OPINIÓN DE LUIS WERTMAN ZASLA | Hágase la luz

Por Luis Wertman Zaslav


Un principio de seguridad es que exista un buen alumbrado público en las calles para inhibir a quienes buscan afectarnos y que se benefician de la mala iluminación. Puede parecer lógico, pero en aquellos sitios donde podemos ver con claridad cuando cae la noche, es difícil cometer un acto ilícito como un robo o un asalto.

La sensación es fácil de percibir. Si caminamos por un camellón bien iluminado, de lado a lado, nos sentimos tranquilos e incluso hasta lo disfrutamos, ahora que ha subido temperatura. Por el contrario, si está oscuro preferimos no salir de casa y posponer cualquier asunto que tengamos afuera. ¿Quién se beneficia de calles desiertas y en penumbras? Solo la delincuencia.

Comprender esta regla social nos permitirá exigir a las autoridades locales que cuenten con un plan permanente de mantenimiento de las luminarias públicas. Cada alcaldía de la Ciudad de México tiene atribuciones y responsabilidades al respecto, pero somos los ciudadanos lo que podemos reportar constantemente y de primera mano dónde necesitamos que se haga la luz.

La presencia de una mayoría de nosotros en cada uno de nuestros vecindarios fortalece la seguridad y facilita la tarea de patrullaje policial, pero provoca efectos adicionales que son difíciles de igualar solo con el trabajo diario de policías y patrullas. Una forma de medir la eficacia en seguridad es enumerar los elementos y unidades dedicadas a la vigilancia; sin embargo, esa supervisión no sustituye, por ejemplo, a la convivencia que se da entre la gente en horarios en los que podría actuar la delincuencia. Es más, cualquier falta cívica reiterada como beber en la vía pública, es posible a partir de una mala iluminación, lo mismo que el vandalismo. Y de ahí a la comisión de un delito del fuero común, la distancia es mínima.

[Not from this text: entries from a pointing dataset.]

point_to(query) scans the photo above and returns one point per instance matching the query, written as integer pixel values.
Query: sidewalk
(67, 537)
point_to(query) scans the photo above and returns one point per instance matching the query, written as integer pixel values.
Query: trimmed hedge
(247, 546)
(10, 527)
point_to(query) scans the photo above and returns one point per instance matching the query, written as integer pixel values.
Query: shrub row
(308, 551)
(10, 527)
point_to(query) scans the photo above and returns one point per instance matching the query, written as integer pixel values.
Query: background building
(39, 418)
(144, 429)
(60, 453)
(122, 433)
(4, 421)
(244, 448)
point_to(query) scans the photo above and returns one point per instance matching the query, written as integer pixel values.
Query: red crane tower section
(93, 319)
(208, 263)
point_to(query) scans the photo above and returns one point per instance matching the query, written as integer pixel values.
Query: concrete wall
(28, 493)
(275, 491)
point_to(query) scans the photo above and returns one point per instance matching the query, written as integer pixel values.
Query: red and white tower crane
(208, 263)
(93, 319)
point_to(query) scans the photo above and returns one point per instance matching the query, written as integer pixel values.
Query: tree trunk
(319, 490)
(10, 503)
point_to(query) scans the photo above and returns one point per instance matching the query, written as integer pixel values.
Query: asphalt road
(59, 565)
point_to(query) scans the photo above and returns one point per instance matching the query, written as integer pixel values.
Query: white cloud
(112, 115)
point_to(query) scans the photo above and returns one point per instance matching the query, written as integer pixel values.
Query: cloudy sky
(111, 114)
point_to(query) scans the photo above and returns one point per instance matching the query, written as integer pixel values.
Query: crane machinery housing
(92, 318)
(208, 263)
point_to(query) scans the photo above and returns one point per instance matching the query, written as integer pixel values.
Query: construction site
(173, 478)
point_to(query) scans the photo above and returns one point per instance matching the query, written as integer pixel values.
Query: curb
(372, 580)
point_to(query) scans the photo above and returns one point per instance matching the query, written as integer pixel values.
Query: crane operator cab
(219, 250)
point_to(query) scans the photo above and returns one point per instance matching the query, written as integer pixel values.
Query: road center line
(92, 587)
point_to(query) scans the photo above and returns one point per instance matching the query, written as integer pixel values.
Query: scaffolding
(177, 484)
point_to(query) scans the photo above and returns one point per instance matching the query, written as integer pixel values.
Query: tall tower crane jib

Asimismo, una buena iluminación fomenta el comercio y ello hace crecer la plusvalía de muchas colonias (y tristemente también la gentrificación de varias de ellas) simplemente por el hecho de que se perciben activas, pobladas y, en consecuencia, tranquilas. ¿Por qué otro motivo estaría tanta gente en la calle, ya sean vecinos o visitantes?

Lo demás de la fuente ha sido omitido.